Telle une funambule, j'ai avancé avec mesure. Le choc a été tellement fort pour lui, juste une heure avant, sidération, incompréhension.
Laisser la porte ouverte à l'émotion et à la colère bien-sûr mais c'est tellement difficile d'être juste là dans l'écoute.
Pas de plaie à soigner, pas d'injection ni de bandage, pas de recours au corps pour occuper son regard.
Non, ce moment a été comme suspendu dans l'espace sans filet ni protection.
Il n'y a pas d'explications à donner ni de traitement à conseiller.
Oui, ça ira peut-être mieux dans quelques temps, jours, mois, années, mais l'immédiateté ne requiert pas d'instruction.
Il a déroulé le fil devant moi, a repassé la semaine entière, jour après jour, chaque souvenir, chaque dialogue, chaque rire, chaque larme d'une vie d'un étudiant.
Il n'a pas compris, il ne comprendra pas pourquoi elle a fait un tel choix, pourquoi elle l'a laissé seul, sans explication.
Quels secrets gardait-elle pour ses nuits sans sommeil, quelles ombres se nichaient en elle lorsqu'elle se retrouvait seule ?
Il aurait voulu les deviner, il aurait dû les deviner.

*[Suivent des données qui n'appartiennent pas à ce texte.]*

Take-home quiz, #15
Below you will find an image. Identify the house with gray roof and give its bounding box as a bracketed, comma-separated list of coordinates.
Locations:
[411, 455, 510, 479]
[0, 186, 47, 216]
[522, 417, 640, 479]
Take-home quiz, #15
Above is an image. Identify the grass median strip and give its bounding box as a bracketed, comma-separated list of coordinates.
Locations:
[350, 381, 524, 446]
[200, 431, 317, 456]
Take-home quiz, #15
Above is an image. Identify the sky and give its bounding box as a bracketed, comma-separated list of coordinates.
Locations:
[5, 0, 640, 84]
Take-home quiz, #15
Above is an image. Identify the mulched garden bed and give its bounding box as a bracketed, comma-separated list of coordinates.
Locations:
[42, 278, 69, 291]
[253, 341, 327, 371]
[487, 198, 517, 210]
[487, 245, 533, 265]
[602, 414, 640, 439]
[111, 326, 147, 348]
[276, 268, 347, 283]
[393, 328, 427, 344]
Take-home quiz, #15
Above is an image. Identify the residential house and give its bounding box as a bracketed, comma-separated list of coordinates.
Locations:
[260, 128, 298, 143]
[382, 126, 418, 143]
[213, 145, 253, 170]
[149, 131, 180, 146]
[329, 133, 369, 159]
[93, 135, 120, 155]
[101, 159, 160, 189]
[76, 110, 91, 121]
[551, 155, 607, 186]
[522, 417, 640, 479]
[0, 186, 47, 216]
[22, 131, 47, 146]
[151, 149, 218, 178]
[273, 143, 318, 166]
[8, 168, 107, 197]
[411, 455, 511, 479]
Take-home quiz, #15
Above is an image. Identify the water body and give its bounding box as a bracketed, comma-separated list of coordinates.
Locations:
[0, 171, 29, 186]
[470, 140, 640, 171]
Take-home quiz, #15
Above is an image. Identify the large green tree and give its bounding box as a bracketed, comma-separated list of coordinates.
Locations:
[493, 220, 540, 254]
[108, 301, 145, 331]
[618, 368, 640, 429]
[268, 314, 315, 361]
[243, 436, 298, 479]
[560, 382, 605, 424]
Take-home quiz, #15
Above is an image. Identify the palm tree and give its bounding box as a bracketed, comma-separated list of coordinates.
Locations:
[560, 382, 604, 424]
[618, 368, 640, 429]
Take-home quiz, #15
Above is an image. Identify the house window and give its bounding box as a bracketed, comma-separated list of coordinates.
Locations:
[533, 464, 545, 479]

Cette colère qu'il sent monter en lui, vers où la diriger si ce n'est vers lui-même?
La culpabilité vient juste après les larmes, lorsqu'on cherche un sens à l'irrationalité de l'existence.
Je lui ai demandé de me parler de la relation qu'ils avaient ensemble, de ce qu'ils partageaient, de ce qui les unissait.
Ce n'était pas douloureux au contraire, il y avait un sourire au coin de ses lèvres, me confier ses souvenirs la faisait de nouveau exister dans son cœur...
A pas de velours nous avons cheminé ensemble, son regard s'est éclairé lorsqu'on on a évoqué un moyen de lui rendre hommage, comment lui et ses amis pouvait mettre en place un rituel pour lui envoyer toutes leurs bonnes ondes.
Il s'est levé le cœur un peu moins lourd.
Il reviendra, ou pas, poser son trop plein de chagrin.
Le deuil n'est pas l'oubli, le deuil n'est pas un but, c'est un chemin nécessaire pour transformer la relation et la faire exister différemment, à l'intérieur de soi-même.